To test or not to test? That is the question every man needs to confront with his doctor.
The updated 2010 American Cancer Society Guideline for the Early Detection of Prostate Cancer is long and complicated. It addresses the issues surrounding the performance of the prostate-specific antigen (PSA) screening test, discourages routine or mass screening and encourages a discussion with your doctor.
If you're a man who has a history of prostate cancer occurring in multiple family members before age 65, or is otherwise predisposed to having the disease, the decision to test is a no-brainer. For everyone else, it's a little trickier. The bottom line is this: For a man without symptoms suggestive of prostate cancer and who has at least an additional 10-year life expectancy, a screening test should only take place after a frank discussion between the man and his doctor about the risks, benefits and consequences of the test.
Part of the reason it is difficult to decide for those that do not have existing risk factors is the lack of a really good screening test for prostate cancer that is both sensitive and specific. Sensitivity refers to the test's ability to detect a cancer when it is still potentially curable. The PSA test is only fair for this, as patients with prostate cancer often, but not always, have an elevated level of PSA in their blood. Specificity refers to the absence of false positives, meaning that the test remains normal with non-cancerous conditions. Unfortunately, the PSA test is not entirely specific, as patients whose prostate is enlarged from a benign condition or who have an infection or inflammation in their prostate will also have an elevated level. When one screens a low-risk patient with a PSA test, there is a good likelihood that an elevated level is due to a benign condition rather than cancer.
One could argue that since the PSA test is readily available and inexpensive and can detect some potentially curable cancers, why not have everyone tested? The issue is that prostate cancer tends to be very slow growing in most patients, and autopsy studies have shown that microscopic prostate cancer is present in many men who die of unrelated conditions and who were never aware that they had prostate cancer. Unlike screening for breast cancer, colon cancer and cervical cancer, there's no definitive scientific study that shows PSA testing results in lower mortality rates for prostate cancer. The medical community had hoped that two studies published about a year ago would settle the question. However, there were mixed results. The American study of 76,693 men found no survival benefit from the screening. In contrast, a European study, looking at 162,243 men, found a 20 percent reduction in deaths from prostate cancer in the screened group. That study found that it was necessary to screen 1,400 men and treat 48 cancer cases to save one life.
This means there will be a lot of biopsies done on men who have a benign condition, not a malignant one - a case where the testing and treatment may do more harm than good. An even less reliable screening method, the digital rectal examination, was brushed off in the guidelines, for similar reasons - there was no proof that it saves lives.

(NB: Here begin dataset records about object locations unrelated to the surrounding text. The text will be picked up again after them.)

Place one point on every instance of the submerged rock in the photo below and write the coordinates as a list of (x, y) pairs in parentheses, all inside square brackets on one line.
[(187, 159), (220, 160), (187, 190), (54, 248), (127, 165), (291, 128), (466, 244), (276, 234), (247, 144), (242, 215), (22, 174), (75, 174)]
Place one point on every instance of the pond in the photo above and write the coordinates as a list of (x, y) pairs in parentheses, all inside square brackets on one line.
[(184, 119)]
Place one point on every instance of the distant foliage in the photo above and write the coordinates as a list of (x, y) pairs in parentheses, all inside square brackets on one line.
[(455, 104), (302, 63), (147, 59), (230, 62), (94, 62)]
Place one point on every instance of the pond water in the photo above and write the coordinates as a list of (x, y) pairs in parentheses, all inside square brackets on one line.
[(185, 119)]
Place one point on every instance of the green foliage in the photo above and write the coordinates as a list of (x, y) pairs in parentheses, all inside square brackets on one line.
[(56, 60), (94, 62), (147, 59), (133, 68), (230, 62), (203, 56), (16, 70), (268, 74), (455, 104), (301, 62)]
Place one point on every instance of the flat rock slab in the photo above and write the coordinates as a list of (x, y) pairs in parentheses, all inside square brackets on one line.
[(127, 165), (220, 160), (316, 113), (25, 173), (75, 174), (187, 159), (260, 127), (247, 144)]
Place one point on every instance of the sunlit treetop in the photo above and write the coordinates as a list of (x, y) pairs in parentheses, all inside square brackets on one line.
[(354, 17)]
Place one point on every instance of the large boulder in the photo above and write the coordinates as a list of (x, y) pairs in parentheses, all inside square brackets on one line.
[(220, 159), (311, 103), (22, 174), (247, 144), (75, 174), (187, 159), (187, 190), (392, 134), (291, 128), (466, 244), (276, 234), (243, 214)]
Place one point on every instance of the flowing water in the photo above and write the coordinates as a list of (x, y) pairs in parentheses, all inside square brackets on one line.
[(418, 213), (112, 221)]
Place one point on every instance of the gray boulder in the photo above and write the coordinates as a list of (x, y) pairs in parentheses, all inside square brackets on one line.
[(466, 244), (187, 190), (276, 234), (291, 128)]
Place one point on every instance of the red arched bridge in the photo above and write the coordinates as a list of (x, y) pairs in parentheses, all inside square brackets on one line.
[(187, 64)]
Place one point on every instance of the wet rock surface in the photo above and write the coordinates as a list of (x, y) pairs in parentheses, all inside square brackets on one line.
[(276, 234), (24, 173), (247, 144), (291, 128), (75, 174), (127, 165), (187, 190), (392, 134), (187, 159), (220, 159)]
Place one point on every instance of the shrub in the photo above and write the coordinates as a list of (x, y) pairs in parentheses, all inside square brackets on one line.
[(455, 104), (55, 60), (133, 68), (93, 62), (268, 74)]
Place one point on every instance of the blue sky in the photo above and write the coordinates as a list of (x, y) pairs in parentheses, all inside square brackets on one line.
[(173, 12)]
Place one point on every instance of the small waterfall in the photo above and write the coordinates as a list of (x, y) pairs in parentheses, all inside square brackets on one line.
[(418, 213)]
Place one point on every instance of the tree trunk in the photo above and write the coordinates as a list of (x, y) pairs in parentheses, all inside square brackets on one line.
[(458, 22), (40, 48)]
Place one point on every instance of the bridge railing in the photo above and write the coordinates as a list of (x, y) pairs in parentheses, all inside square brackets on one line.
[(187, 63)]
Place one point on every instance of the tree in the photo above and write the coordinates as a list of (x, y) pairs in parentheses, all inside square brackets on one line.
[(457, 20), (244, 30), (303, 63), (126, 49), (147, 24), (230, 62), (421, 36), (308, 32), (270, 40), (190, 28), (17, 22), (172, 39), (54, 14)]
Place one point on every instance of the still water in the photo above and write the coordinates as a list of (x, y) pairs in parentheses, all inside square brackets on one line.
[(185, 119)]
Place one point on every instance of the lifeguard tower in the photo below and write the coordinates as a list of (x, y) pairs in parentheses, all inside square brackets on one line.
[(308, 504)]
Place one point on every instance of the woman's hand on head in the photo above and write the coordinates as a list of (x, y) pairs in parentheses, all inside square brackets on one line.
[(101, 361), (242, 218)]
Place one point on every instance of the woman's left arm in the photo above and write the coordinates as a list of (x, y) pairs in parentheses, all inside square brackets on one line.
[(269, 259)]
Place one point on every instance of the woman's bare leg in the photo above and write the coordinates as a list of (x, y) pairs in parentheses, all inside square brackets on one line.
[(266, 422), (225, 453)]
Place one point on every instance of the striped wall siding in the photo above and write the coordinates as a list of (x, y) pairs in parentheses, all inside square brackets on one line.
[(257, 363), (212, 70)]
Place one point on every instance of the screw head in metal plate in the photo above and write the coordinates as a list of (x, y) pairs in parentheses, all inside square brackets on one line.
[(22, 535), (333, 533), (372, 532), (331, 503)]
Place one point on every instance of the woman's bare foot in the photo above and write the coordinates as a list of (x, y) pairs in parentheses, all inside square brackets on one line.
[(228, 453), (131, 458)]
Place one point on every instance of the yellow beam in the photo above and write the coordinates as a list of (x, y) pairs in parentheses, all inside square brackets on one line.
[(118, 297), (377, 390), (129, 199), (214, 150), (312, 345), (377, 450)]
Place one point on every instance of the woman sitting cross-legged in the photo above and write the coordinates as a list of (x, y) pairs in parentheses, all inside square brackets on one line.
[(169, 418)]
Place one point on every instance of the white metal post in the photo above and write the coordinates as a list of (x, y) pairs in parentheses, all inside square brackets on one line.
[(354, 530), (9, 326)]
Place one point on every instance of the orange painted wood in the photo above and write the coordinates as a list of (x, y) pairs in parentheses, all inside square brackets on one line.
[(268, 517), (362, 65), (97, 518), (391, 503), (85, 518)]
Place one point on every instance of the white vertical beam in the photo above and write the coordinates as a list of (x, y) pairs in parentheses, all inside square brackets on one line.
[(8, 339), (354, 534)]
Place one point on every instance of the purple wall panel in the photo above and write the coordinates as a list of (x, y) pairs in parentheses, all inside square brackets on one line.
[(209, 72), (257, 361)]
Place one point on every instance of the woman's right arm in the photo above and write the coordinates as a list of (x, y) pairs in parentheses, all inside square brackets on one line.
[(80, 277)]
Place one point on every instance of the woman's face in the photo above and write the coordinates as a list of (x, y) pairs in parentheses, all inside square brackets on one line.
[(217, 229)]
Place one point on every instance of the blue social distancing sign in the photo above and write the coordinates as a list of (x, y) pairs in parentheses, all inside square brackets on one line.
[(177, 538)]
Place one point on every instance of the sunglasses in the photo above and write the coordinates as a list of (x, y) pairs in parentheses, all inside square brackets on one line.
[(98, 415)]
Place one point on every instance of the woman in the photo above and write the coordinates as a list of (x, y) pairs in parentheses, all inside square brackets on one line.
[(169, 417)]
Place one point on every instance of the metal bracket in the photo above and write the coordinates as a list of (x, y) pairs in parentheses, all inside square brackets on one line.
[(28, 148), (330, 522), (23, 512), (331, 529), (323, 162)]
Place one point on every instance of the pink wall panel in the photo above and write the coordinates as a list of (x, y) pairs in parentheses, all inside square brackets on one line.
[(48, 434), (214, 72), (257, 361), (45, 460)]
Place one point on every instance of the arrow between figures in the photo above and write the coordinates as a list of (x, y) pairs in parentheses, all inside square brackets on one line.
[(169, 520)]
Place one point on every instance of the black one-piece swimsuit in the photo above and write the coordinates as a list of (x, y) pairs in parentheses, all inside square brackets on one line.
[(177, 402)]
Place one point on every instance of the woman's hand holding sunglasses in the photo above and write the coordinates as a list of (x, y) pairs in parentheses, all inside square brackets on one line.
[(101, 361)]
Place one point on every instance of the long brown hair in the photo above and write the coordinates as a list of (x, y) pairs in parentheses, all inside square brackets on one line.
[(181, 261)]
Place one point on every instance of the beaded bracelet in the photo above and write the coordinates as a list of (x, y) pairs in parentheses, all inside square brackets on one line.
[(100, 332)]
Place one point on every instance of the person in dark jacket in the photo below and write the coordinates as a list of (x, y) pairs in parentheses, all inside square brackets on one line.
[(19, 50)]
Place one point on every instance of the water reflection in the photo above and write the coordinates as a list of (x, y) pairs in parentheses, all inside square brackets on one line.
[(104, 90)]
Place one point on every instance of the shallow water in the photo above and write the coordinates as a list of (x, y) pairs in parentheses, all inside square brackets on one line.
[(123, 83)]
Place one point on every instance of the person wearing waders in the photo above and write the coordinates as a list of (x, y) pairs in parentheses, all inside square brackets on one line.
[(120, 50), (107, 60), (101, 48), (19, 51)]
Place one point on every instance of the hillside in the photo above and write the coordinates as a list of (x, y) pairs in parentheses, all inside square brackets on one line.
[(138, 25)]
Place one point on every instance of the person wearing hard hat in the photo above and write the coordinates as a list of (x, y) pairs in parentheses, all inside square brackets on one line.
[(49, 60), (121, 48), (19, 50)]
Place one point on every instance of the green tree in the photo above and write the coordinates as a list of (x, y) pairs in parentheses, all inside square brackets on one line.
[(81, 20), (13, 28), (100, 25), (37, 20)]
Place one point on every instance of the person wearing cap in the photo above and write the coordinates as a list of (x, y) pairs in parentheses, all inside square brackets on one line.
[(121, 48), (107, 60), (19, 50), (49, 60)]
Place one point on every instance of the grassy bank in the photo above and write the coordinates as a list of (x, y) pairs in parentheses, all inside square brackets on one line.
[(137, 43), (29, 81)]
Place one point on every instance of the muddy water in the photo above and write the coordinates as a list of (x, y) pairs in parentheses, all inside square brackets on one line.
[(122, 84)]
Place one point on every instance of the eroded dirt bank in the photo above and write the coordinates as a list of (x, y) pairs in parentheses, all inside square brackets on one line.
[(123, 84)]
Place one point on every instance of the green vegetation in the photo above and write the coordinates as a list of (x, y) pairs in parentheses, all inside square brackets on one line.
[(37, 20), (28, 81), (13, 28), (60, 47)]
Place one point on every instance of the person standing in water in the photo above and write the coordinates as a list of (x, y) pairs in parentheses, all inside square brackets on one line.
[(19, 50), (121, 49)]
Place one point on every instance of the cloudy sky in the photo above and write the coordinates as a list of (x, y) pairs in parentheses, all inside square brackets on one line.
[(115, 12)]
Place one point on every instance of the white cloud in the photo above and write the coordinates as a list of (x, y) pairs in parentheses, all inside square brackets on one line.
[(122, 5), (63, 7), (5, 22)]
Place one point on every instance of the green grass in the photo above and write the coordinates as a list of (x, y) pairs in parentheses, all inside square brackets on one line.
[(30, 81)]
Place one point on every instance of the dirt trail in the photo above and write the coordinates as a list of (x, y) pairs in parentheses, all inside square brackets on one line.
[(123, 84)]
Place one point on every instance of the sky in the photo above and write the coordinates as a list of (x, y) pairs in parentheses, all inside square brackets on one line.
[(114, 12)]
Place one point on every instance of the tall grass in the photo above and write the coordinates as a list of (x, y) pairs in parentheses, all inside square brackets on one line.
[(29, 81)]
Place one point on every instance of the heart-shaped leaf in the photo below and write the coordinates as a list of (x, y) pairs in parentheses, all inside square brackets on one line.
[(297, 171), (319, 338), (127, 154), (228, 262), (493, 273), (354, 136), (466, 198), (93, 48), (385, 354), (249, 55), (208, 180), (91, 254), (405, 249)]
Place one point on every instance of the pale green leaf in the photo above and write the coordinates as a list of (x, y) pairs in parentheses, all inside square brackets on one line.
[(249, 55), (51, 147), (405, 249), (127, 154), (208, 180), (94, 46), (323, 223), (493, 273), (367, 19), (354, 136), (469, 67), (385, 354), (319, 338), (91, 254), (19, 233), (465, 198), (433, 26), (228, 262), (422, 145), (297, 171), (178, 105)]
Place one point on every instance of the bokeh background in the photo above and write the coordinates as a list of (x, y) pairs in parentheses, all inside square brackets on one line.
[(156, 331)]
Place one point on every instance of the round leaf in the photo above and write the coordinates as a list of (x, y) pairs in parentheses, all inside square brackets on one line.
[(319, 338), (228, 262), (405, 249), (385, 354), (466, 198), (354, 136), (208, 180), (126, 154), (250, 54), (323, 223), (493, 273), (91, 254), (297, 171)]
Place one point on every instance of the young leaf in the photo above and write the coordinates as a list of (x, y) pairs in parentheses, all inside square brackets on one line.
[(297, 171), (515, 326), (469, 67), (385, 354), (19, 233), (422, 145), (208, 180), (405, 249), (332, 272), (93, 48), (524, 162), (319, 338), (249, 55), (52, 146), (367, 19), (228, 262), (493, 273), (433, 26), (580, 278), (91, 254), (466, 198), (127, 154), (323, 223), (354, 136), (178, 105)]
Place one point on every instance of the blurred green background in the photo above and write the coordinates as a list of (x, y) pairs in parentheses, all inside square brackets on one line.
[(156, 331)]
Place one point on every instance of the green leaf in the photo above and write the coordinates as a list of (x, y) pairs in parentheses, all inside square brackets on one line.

So, men have to decide. Is it better to know they may have prostate cancer, and potentially undergo a host of examinations and treatment that could result in such side effects as incontinence and erectile dysfunction, or risk leaving cancer undetected? The risk of testing early and often is that men may be treated for cancers that would not have caused them ill effects. Nevertheless, if you are that one man out of 48 with prostate cancer whose life is saved by early screening, the benefit to you certainly outweighed the risk. However, we have no way of predicting who will be the man whose life is saved by aggressive therapy, and, therefore, all 48 will have to be treated or undergo careful follow-up.
The ACS has wisely based its guidelines on the best scientific information available at this time, and also encourages men to weigh their personal risk with their physicians. Men at average risk should begin these discussions with their doctors at age 50. Men at higher risk, including African American men and those with a father or brother diagnosed with prostate cancer before age 65, should start at 45. Men with multiple family members diagnosed before 65 should consider testing starting at age 40.
Further, the new guidelines recommend that anyone who already has a life expectancy of less than 10 more years shouldn't bother with the test. This is because in most cases, prostate cancer grows so slowly, it's highly likely that someone in this population would die from another disease and not from the prostate cancer. Additionally, a more aggressive form of prostate cancer will present itself through other symptoms.
Prostate cancer screening has been controversial for a long time - and these guidelines are likely not the definitive last word on PSA testing. There is already some discussion in the medical community that the study findings released last year were a bit premature, and the value of PSA testing may show an increase after more time passes. There are two points most can agree on, however: First, we need a better screening test for prostate cancer, ideally one that can distinguish between those tumors that are not killers and those that are. That way we can concentrate our therapy on the latter and give reassurance (and periodic follow-up) to those with the former. Second, as medicine continues along the trend of becoming more individualized, and information becomes more widely available to the public, guidelines such as this, which emphasize shared decision making between patient and doctor, will likely become more common - and that is a good thing.